25 marca 2017, o 18:53
Ponad półtora roku temu okulista stwierdził, że z moimi oczami wszystko jest ok. Ale niestety od tamtego czasu wiele się zmieniło na negatywne. Od mniej więcej października mój wzrok znacznie się pogorszył, szczególnie widzenie po zmroku. Doszło sporo objawów takich jak zostawanie obrazu w oczach (nie powidoki, bo je już miałem), gdy popatrzę się na cokolwiek to to zostaje mi w oczach na 0,5 sekundy, czy to na twarz jakiejś osoby, czy na coś innego. To pierszwe co mmie lekko nurtuje. Następnie zauważyłem, że ta mgiełka w głównym polu widzenia, która mi wieczorami przysłania widok, jest większa.
Dalej, kolejny objaw to te migotanie obrazu. Często wchodząc do oświetlonego pokoju, pomieszczenia miałem wrażenie, że przepala się żarówka. Ale niestety to mi w oczach tak migocze, bardzo nieprzyjemme odczucie. Tak samo każdy ruch jest za szybki dla moich oczu, każdy wykonany ruch jest rozmazany, tak jakby to była jakaś bajka, gra z fatalną grafiką. Nie mówię już o np. przejeżdżających samochodach, wtedy jest kompletnie niewyraźnie wszystko.
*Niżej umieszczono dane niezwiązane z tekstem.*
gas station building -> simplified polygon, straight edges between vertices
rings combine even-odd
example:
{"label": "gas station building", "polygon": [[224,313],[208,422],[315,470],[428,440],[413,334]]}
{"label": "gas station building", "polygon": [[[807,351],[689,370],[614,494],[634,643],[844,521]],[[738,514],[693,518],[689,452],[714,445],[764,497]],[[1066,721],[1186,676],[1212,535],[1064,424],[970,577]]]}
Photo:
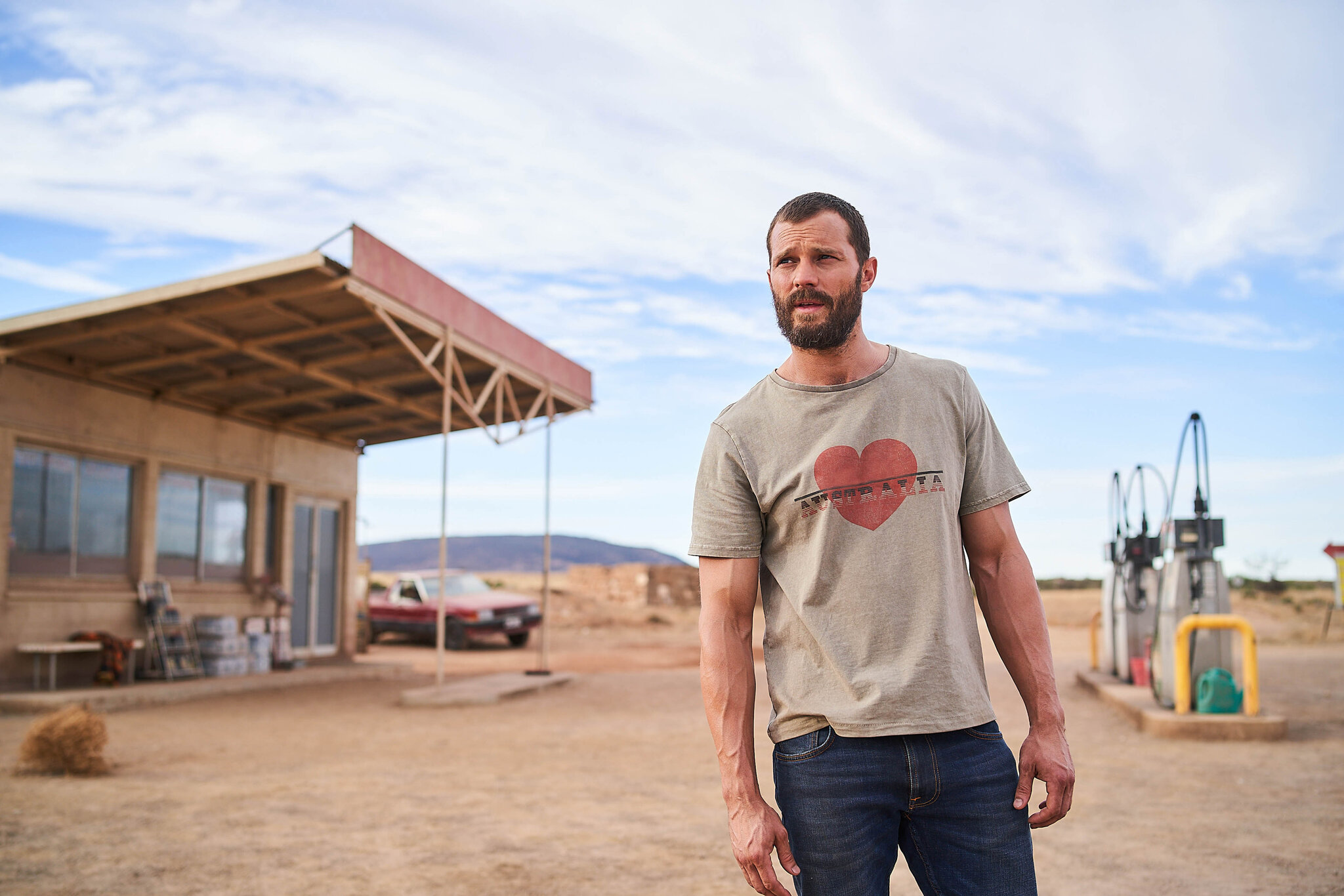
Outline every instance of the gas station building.
{"label": "gas station building", "polygon": [[297,657],[352,654],[363,447],[591,406],[587,369],[352,231],[348,267],[313,251],[0,321],[0,689],[30,686],[19,643],[142,637],[155,578],[184,615],[270,615],[276,584]]}

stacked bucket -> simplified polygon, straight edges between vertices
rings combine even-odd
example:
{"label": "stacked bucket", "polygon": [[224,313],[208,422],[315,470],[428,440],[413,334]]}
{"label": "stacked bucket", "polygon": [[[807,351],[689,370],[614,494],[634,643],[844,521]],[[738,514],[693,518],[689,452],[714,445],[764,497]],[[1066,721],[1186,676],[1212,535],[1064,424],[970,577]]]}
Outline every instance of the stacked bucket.
{"label": "stacked bucket", "polygon": [[207,676],[247,674],[247,635],[238,633],[238,617],[196,617],[195,623]]}
{"label": "stacked bucket", "polygon": [[247,638],[247,672],[270,672],[271,639],[266,631],[269,619],[251,617],[243,621],[243,637]]}

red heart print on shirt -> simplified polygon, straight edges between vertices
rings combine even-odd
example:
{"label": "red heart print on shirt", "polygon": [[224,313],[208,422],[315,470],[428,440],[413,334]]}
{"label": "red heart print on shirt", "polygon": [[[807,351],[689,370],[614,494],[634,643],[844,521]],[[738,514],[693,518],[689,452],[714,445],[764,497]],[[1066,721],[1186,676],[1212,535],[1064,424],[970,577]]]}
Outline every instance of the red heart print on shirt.
{"label": "red heart print on shirt", "polygon": [[[905,494],[887,497],[871,488],[867,493],[862,489],[874,482],[914,476],[918,469],[915,453],[909,445],[898,439],[878,439],[870,442],[863,454],[848,445],[827,449],[817,455],[812,474],[818,489],[832,492],[831,505],[840,516],[855,525],[876,531],[905,502]],[[839,498],[835,492],[840,492]],[[878,497],[884,500],[870,500]]]}

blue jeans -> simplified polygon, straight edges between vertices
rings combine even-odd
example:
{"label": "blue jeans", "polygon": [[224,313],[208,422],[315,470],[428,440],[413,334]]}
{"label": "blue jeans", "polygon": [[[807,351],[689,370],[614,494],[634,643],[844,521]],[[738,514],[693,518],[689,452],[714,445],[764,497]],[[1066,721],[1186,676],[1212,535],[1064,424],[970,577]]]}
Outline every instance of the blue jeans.
{"label": "blue jeans", "polygon": [[823,728],[774,748],[798,896],[888,893],[898,848],[926,895],[1035,893],[1016,789],[1017,766],[993,721],[887,737]]}

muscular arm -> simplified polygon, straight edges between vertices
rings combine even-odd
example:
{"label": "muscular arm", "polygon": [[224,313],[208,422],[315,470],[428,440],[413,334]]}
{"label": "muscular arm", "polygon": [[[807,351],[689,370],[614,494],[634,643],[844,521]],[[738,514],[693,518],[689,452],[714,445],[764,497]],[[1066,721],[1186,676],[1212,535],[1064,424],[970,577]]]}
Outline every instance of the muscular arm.
{"label": "muscular arm", "polygon": [[757,557],[700,557],[700,689],[719,754],[732,854],[758,893],[788,896],[770,853],[778,849],[790,875],[798,866],[780,815],[761,797],[755,768],[751,619],[758,564]]}
{"label": "muscular arm", "polygon": [[1064,740],[1064,709],[1055,688],[1050,631],[1036,578],[1017,541],[1007,502],[961,517],[961,540],[989,635],[1017,685],[1031,723],[1019,751],[1013,807],[1027,805],[1032,780],[1040,778],[1046,782],[1046,802],[1028,821],[1032,827],[1044,827],[1063,818],[1073,805],[1074,763]]}

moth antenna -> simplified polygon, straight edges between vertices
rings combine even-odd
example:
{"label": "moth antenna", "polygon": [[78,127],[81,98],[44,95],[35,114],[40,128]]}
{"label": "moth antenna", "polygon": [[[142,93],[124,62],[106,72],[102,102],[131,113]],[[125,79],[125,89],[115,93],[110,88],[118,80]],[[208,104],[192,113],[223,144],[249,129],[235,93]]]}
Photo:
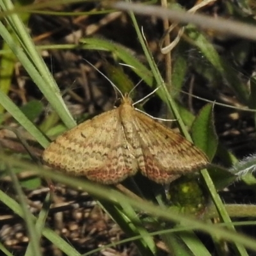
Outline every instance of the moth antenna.
{"label": "moth antenna", "polygon": [[149,94],[148,94],[147,95],[143,97],[142,99],[141,99],[140,100],[136,101],[136,102],[132,104],[132,106],[134,106],[135,104],[141,102],[141,101],[145,100],[147,98],[148,98],[148,97],[151,96],[152,94],[154,94],[159,88],[159,87],[157,87],[157,88],[156,88],[154,91],[151,92]]}
{"label": "moth antenna", "polygon": [[88,60],[86,60],[85,59],[83,59],[83,60],[84,60],[86,62],[87,62],[88,64],[89,64],[91,67],[92,67],[95,70],[98,71],[98,72],[100,73],[100,75],[102,75],[104,77],[105,77],[111,84],[111,85],[114,88],[114,89],[115,89],[120,93],[120,95],[122,96],[122,97],[123,99],[124,98],[124,96],[123,93],[122,93],[122,92],[120,90],[120,89],[118,89],[118,88],[106,75],[104,75],[101,71],[100,71],[95,66],[92,65],[90,61],[88,61]]}
{"label": "moth antenna", "polygon": [[156,116],[153,116],[151,115],[148,114],[147,112],[144,112],[141,109],[139,109],[138,108],[135,108],[135,109],[137,111],[141,112],[142,113],[143,113],[144,115],[146,115],[146,116],[148,116],[149,117],[151,117],[151,118],[152,119],[156,119],[156,120],[158,120],[159,121],[164,121],[164,122],[173,122],[173,121],[177,121],[177,119],[165,119],[165,118],[161,118],[161,117],[156,117]]}

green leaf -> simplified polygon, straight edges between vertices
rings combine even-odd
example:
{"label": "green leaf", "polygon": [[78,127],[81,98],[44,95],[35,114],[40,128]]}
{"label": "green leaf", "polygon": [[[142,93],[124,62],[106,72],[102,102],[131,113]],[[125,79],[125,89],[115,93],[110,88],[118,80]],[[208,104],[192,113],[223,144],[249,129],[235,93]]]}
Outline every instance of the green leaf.
{"label": "green leaf", "polygon": [[195,144],[212,160],[218,143],[213,122],[212,105],[206,105],[201,109],[193,124],[191,135]]}

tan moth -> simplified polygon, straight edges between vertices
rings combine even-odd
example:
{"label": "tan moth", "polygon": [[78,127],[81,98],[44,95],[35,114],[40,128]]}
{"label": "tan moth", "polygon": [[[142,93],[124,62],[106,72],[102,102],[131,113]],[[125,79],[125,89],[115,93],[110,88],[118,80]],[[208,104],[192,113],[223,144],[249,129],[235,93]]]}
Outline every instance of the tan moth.
{"label": "tan moth", "polygon": [[42,158],[54,168],[106,184],[120,182],[138,170],[166,184],[208,164],[193,143],[137,111],[127,95],[118,108],[59,136]]}

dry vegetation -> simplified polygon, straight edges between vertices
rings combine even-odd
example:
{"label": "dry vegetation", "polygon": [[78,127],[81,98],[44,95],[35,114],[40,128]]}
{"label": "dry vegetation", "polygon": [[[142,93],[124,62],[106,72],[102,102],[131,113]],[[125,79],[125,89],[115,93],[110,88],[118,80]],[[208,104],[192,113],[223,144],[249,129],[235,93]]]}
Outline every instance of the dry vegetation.
{"label": "dry vegetation", "polygon": [[[200,1],[172,2],[179,2],[184,8],[188,10]],[[200,12],[215,17],[244,20],[247,19],[248,23],[253,24],[253,1],[247,1],[248,9],[243,9],[236,2],[216,1],[202,8]],[[243,3],[244,1],[241,1],[241,4]],[[116,94],[111,84],[84,60],[113,81],[123,92],[131,90],[133,84],[140,82],[136,87],[134,101],[147,95],[157,86],[152,82],[150,88],[144,81],[141,81],[141,77],[132,68],[120,64],[123,61],[114,51],[100,51],[102,45],[90,44],[86,49],[81,42],[83,38],[97,38],[114,45],[122,45],[132,56],[148,67],[134,24],[127,13],[106,12],[99,14],[100,11],[105,10],[100,3],[84,2],[56,6],[51,6],[51,1],[48,3],[47,8],[40,10],[45,11],[44,13],[36,11],[27,13],[28,16],[25,18],[24,22],[27,24],[35,44],[42,47],[40,54],[59,85],[68,110],[77,122],[111,109],[116,101]],[[252,15],[248,13],[249,10]],[[73,13],[74,16],[58,16],[51,12],[68,12]],[[86,14],[76,15],[77,12],[86,12]],[[166,71],[171,69],[166,66],[166,56],[161,54],[159,48],[159,40],[164,33],[163,22],[150,16],[137,15],[136,18],[140,27],[143,28],[148,49],[168,84],[166,79],[170,76],[166,74]],[[256,100],[253,97],[255,95],[254,87],[256,84],[253,77],[256,65],[255,43],[220,35],[217,31],[204,31],[209,44],[214,47],[218,56],[225,60],[228,68],[233,72],[230,74],[233,77],[230,79],[225,76],[225,72],[221,74],[218,68],[210,63],[202,49],[193,43],[193,40],[196,41],[197,35],[193,38],[193,28],[188,27],[172,52],[172,72],[176,80],[173,79],[172,87],[168,87],[179,103],[180,111],[183,111],[182,117],[186,124],[189,126],[193,118],[190,115],[184,114],[184,109],[196,115],[206,104],[191,95],[235,107],[255,108]],[[172,34],[171,40],[175,34],[175,31]],[[61,49],[60,45],[64,45],[64,49]],[[52,47],[52,49],[50,49],[49,46]],[[53,139],[65,130],[65,125],[19,62],[15,61],[13,63],[13,72],[6,93],[17,106],[22,108],[26,115],[30,115],[31,120],[41,131]],[[236,85],[232,84],[232,79],[239,82]],[[175,84],[175,81],[178,85]],[[184,93],[180,89],[189,94]],[[164,117],[168,111],[157,94],[147,101],[143,108],[154,116]],[[227,152],[241,159],[256,151],[254,113],[215,105],[214,116],[220,141],[214,160],[215,163],[230,167],[234,159],[228,156]],[[18,129],[23,140],[29,141],[34,156],[40,157],[42,148],[20,128],[12,116],[2,110],[0,116],[1,125]],[[20,140],[16,140],[15,137],[10,131],[1,130],[1,148],[17,159],[28,159],[26,150]],[[3,167],[3,171],[4,170]],[[17,172],[20,172],[20,170]],[[27,174],[26,170],[22,169],[19,177],[24,188],[29,210],[36,214],[42,208],[48,187],[45,182],[38,179],[32,179],[35,177]],[[16,198],[8,176],[3,175],[1,186],[1,190]],[[222,190],[223,188],[221,188],[220,193],[226,203],[255,203],[255,189],[248,184],[240,182],[235,186],[231,185],[228,191],[226,189],[225,191]],[[147,196],[151,199],[150,196]],[[208,202],[209,196],[205,195],[204,196],[206,199],[205,198],[202,202]],[[91,196],[84,192],[72,190],[56,184],[52,200],[54,204],[49,210],[45,225],[65,237],[81,253],[129,236],[96,204]],[[207,208],[206,204],[204,207]],[[17,215],[13,215],[4,204],[0,205],[0,209],[1,242],[13,255],[24,255],[28,238],[24,221]],[[232,212],[229,213],[232,215]],[[155,227],[149,224],[148,226],[150,230],[156,230]],[[255,235],[250,228],[241,230],[250,235]],[[201,238],[212,255],[221,255],[217,254],[212,243]],[[167,255],[167,249],[163,245],[161,239],[156,237],[155,242],[159,249],[159,254],[156,255]],[[60,251],[46,239],[42,239],[41,244],[43,255],[61,255]],[[222,250],[225,251],[223,248]],[[0,253],[0,255],[4,254]],[[132,243],[126,243],[92,255],[135,256],[139,254]]]}

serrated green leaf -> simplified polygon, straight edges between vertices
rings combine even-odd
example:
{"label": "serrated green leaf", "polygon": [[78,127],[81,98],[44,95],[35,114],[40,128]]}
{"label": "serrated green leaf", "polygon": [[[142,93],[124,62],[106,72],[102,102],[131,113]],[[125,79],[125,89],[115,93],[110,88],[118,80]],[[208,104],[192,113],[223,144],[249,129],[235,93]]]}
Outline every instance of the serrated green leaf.
{"label": "serrated green leaf", "polygon": [[206,105],[201,109],[193,124],[191,135],[195,144],[212,160],[218,143],[213,122],[212,105]]}

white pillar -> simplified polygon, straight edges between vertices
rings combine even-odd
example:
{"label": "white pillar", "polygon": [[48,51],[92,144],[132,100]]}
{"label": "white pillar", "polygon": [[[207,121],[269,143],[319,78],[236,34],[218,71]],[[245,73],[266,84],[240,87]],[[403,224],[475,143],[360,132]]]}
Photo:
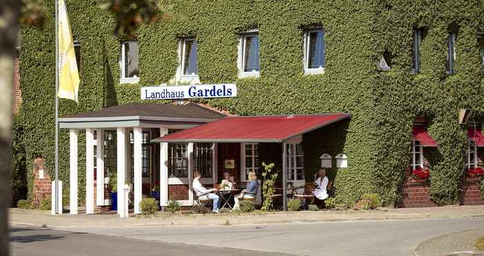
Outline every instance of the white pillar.
{"label": "white pillar", "polygon": [[96,130],[96,203],[104,205],[104,130]]}
{"label": "white pillar", "polygon": [[118,179],[118,214],[121,214],[124,209],[124,198],[122,196],[122,188],[126,183],[126,128],[118,127],[116,130],[118,144],[117,152],[117,179]]}
{"label": "white pillar", "polygon": [[94,213],[94,130],[86,129],[86,213]]}
{"label": "white pillar", "polygon": [[[168,129],[160,128],[160,136],[168,134]],[[160,143],[160,206],[168,201],[168,143]]]}
{"label": "white pillar", "polygon": [[187,147],[188,155],[188,200],[190,205],[194,204],[194,192],[192,189],[192,183],[194,180],[194,143],[188,143]]}
{"label": "white pillar", "polygon": [[133,166],[134,167],[134,213],[139,214],[141,213],[140,203],[141,203],[141,187],[142,179],[142,175],[141,173],[141,143],[142,140],[142,128],[134,127],[133,129],[133,134],[134,137],[134,143],[133,145],[134,153],[133,160]]}
{"label": "white pillar", "polygon": [[77,214],[77,130],[69,129],[69,209]]}

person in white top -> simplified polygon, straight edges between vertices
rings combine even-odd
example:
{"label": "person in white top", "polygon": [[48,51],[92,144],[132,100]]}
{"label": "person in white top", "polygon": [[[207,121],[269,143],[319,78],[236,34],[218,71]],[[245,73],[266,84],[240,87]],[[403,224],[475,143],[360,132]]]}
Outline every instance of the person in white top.
{"label": "person in white top", "polygon": [[220,201],[218,195],[213,192],[217,191],[216,188],[212,188],[207,190],[203,187],[203,185],[200,183],[200,172],[194,172],[194,183],[193,189],[195,190],[196,195],[198,196],[198,199],[201,200],[213,200],[214,204],[212,207],[212,212],[215,213],[218,213],[218,208],[220,207]]}
{"label": "person in white top", "polygon": [[316,204],[319,206],[323,204],[324,199],[329,196],[326,190],[326,187],[328,187],[328,183],[329,182],[329,179],[326,177],[326,170],[325,169],[319,170],[319,172],[315,174],[315,179],[316,185],[314,192],[315,199],[317,201]]}

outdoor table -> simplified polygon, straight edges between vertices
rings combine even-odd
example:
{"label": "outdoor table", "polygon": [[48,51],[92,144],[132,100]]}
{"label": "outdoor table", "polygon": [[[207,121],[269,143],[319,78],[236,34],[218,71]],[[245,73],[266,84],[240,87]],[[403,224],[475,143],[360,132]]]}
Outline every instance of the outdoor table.
{"label": "outdoor table", "polygon": [[234,205],[230,204],[232,200],[234,199],[234,194],[238,192],[240,190],[218,190],[217,193],[220,194],[220,199],[222,200],[221,208],[227,207],[232,210]]}

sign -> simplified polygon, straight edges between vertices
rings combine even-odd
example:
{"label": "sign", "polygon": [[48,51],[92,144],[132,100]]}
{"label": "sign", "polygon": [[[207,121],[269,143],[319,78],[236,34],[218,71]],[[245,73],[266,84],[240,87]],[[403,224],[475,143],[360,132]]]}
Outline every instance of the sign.
{"label": "sign", "polygon": [[141,100],[228,98],[237,95],[235,84],[149,86],[141,88]]}

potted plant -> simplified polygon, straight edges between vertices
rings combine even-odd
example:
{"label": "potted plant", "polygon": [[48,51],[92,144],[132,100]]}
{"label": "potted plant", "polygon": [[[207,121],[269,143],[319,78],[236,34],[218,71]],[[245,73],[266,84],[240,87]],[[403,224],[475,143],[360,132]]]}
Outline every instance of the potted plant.
{"label": "potted plant", "polygon": [[118,179],[116,175],[113,174],[109,179],[111,186],[111,210],[118,210]]}

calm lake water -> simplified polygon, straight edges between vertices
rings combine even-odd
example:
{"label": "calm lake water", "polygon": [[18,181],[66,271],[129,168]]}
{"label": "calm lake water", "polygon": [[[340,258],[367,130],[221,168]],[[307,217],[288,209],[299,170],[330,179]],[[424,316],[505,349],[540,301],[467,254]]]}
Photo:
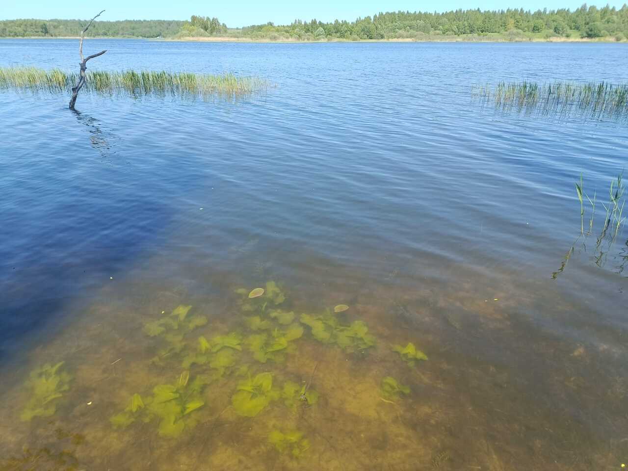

Co do widzenia wieczorem, to gdy spojrzę tylko na te wszystkie lampy, światła od aut i na to całą resztę oświetlenia to to wszystko jest rozmazane tj bym miał łzy w oczach. Naprawdę, z tym jest źle. Ciężko mi się patrzy jak idę ulicą czy jadę autem wieczorem.
A reszta objawów jakby się zaostrzyła.
Mimo wszystko jestem spokojny, ale lekko wpędza mnie to w obawy i wątpliwości, czy może jednak mam problem z oczami. Nie wiem, może wybiorę się do okulisty, bo z tego co pamiętam kazał się zgłosić na wizytę za te 1,5 roku.
Musiałem się wygadać, bo ciężko mi ostatnio z tym.